Rachel Braun Papers
Scope and Content Note
The collection contains the papers of the American Soviet Jewry movement activist, Rachel Braun. The materials include the 1979 Soviet Union tour diaries, complimented by photos and related news clippings.
The collection consists of one folder.
Dates
- 1979
Creator
Access Restrictions
The collection is open to all researchers, except items that may be restricted due to their fragility, or privacy.
Use Restrictions
No permission is required to quote, reproduce or otherwise publish manuscript materials found in this collection, as long as the usage is scholarly, educational, and non-commercial. For inquiries about other usage, please contact the Director of Collections and Engagement at mmeyers@ajhs.org.
For reference questions, please email: inquiries@cjh.org
Historical Note
The Papers of Rachel Braun represent one collection housed within the Archive of the American Soviet Jewry Movement (AASJM). These papers reflect the effort, beginning in the 1960s through the late 1980s, of thousands of American Jews of all denominations and political orientations to stop the persecution and discrimination of Jews in the Soviet Union. The American Soviet Jewry Movement (ASJM) is considered to be the most influential Movement of the American Jewish community in the 20th century. The beginnings of the organized American Soviet Jewry Movement became a model for efforts to aid Soviet Jews in other countries, among them Great Britain, Canada, and France. The movement can be traced to the early 1960s, when the first organizations were created to address the specific problem of the persecution and isolation of Soviet Jews by the government of the Soviet Union.
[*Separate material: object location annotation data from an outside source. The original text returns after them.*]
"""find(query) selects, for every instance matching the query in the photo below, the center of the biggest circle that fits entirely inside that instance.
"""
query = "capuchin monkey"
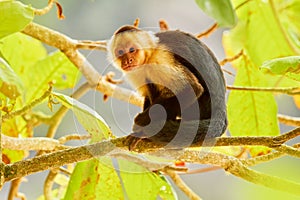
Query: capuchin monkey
(180, 80)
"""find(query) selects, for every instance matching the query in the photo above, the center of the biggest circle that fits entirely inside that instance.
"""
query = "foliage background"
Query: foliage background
(98, 19)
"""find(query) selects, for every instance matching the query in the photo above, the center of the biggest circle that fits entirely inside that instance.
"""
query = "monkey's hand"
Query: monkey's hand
(154, 113)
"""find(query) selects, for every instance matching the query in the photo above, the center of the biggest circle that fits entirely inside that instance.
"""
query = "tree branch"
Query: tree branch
(288, 120)
(180, 183)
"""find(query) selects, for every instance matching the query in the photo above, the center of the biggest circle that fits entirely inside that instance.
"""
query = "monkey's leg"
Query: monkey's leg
(161, 109)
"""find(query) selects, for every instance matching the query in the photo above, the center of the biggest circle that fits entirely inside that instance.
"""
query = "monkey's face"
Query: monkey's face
(130, 50)
(129, 56)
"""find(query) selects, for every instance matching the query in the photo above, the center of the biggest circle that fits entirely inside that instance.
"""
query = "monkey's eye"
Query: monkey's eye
(131, 49)
(120, 52)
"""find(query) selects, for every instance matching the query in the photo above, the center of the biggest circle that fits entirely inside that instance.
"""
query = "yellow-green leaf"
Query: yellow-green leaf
(139, 183)
(14, 16)
(10, 84)
(55, 68)
(94, 179)
(87, 117)
(287, 66)
(251, 113)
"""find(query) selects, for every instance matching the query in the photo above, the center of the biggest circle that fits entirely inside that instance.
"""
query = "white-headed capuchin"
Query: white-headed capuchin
(181, 81)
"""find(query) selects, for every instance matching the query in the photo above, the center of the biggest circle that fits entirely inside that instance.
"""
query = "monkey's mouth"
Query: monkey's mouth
(129, 67)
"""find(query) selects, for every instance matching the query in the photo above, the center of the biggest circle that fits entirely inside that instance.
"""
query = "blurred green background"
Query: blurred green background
(97, 20)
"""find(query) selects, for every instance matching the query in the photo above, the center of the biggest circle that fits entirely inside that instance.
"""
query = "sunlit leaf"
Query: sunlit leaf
(288, 66)
(258, 33)
(94, 179)
(139, 183)
(14, 16)
(289, 15)
(55, 68)
(221, 11)
(10, 84)
(297, 100)
(88, 118)
(251, 113)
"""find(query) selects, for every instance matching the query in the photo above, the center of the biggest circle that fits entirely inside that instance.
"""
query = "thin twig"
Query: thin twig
(14, 190)
(180, 183)
(44, 10)
(288, 120)
(58, 116)
(49, 183)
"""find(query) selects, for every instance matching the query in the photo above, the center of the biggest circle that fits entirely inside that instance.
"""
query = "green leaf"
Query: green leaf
(88, 118)
(14, 16)
(94, 179)
(23, 58)
(251, 113)
(289, 15)
(139, 183)
(288, 66)
(55, 68)
(258, 33)
(222, 11)
(10, 84)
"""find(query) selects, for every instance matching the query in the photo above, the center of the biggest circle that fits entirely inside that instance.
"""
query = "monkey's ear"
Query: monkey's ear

In January of 1979 an undergraduate student at Gratz college, Rachel Braun (then known by her maiden name Rachel Avi Eisenberg of West Hartford, CT), took a tour of the Soviet Union under the guise of a tourist. The real purpose of the trip was to secretly meet Soviet Jews, deliver messages and material aid for Refuseniks and Soviet Jewish Prisoners of Conscience, and to collect information and requests for future visitors from the West. On this trip she was accompanied by a La Salle college student, Carol Polin. The trip was co-sponsored by the Jewish Campus Activities Board run by the Jewish Center of Atlantic Beach, and by the Student Struggle for Soviet Jewry (SSSJ). During the trip the young women visited Leningrad and Moscow, meeting the Fradnik, Zelinger, Volovsky, Prestin, Abramovich and Yakir families, Natalia Khassina, and other Refuseniks.
Extent
1 Folders (1/8 linear foot)
Language of Materials
English
Abstract
The collection contains papers of the American Soviet Jewry movement activist Rachel Braun. The materials focus on the tour of the Soviet Union she took in 1979, under the guise of a tourist, with the intention to secretly meet Soviet Jews, deliver messages and material aid for the Refuseniks and Soviet Jewish Prisoners of Conscience, and to collect information on their circumstances. The materials include diaries, photos and clippings.
Physical Location
Collection is located in Consolidated Box P28.
Acquisition Information
Donated by Rachel Braun in 2007.
- Title
- Guide to the Rachel Braun Papers, 1979 *P-967
- Status
- Completed
- Author
- Processed by Andrey Filimonov
- Date
- © 2013
- Description rules
- Describing Archives: A Content Standard
- Language of description
- English
- Script of description
- Latin
- Language of description note
- Description is in English.
Revision Statements
- November 2020: RJohnstone: post-ASpace migration cleanup.